A growing number of Americans say they believe the U.S. Department of Justice is motivated primarily by political interests and not by the pursuit of the truth, according to a survey from Rasmussen Reports.
The poll, which was conducted on Aug. 26-27 and contains a sampling margin of error of plus or minus 2 percentage points, found that only 38 percent of U.S. voters hold a favorable opinion of the department headed by Attorney General Eric Holder, while a much larger 53 percent hold an unfavorable opinion.
Further, of these respondents, only nine percent hold a “very favorable” opinion, while 26 percent hold a “very unfavorable” position.
But this is the really unsettling discovery in the survey: “Just 35% think the Justice Department is more concerned with making sure justice is done when it decides to investigate a local crime independent of local police. But 54% think instead that the Justice Department is more concerned with politics when it makes those decisions.”

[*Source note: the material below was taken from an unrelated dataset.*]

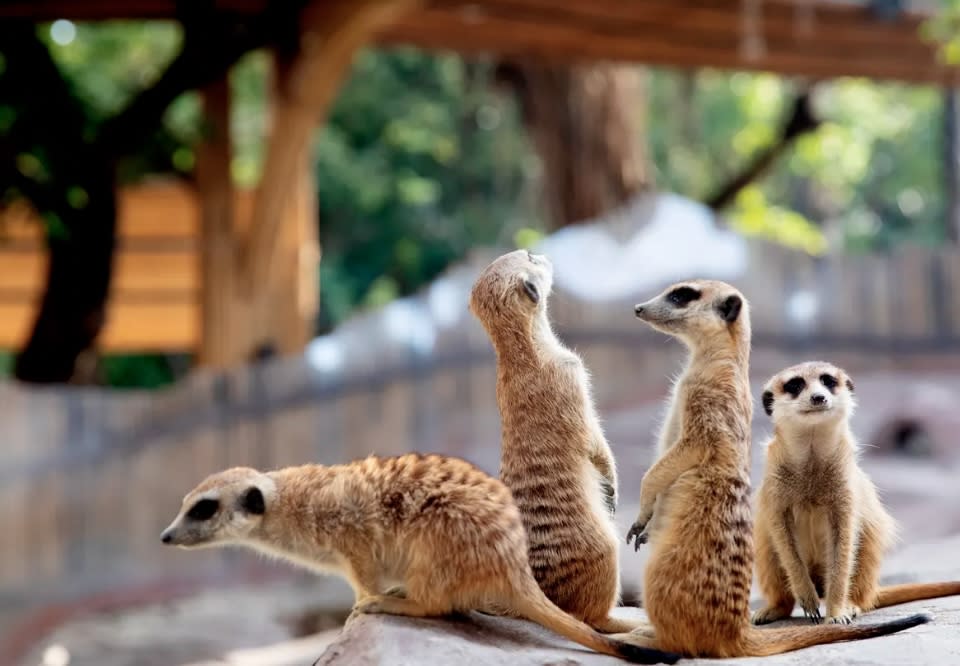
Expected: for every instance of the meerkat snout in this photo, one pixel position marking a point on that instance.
(809, 390)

The report, which polled some 1,000 U.S. adults aged 18 and older, also found that at least 36 percent have faith in local justice officials. The poll also found that 20 percent trust the state level of justice over all, while only 23 percent of U.S. voters put their faith in the federal level of the criminal justice system.

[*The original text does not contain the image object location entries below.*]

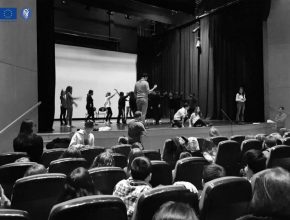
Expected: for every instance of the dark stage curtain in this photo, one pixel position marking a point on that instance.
(231, 54)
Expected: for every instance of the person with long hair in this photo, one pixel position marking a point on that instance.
(90, 106)
(241, 103)
(27, 141)
(70, 101)
(108, 105)
(62, 108)
(195, 118)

The survey's findings signal an obviously unhealthy and unsettling development.
As I have mentioned before, there's something very dangerous about a nation losing faith in its governing institutions, holding on instead to faith in its military and police forces.
Recall that roughly 35 percent of survey respondents in a Gallup poll dated June 5-8 said that they have “quite a lot” of confidence in the military, while 28 percent said they had “quite a lot” in the police. Meanwhile, Congress' approval rating has hit rock bottom, according to Gallup, while the Supreme Court's approval rating has slipped into the low 30s.
It's not uncommon for American voters to be skeptical, doubtful, or even cynical about various elected officials. Indeed, it's pretty much a national pastime. But when we get to the point where most Americans think the DOJ is more motivated by vulgar and petty political interest than by justice, when Americans have more faith in the enforcers than the lawmakers, well, that's when we need to back things up for a moment and reexamine where things went wrong.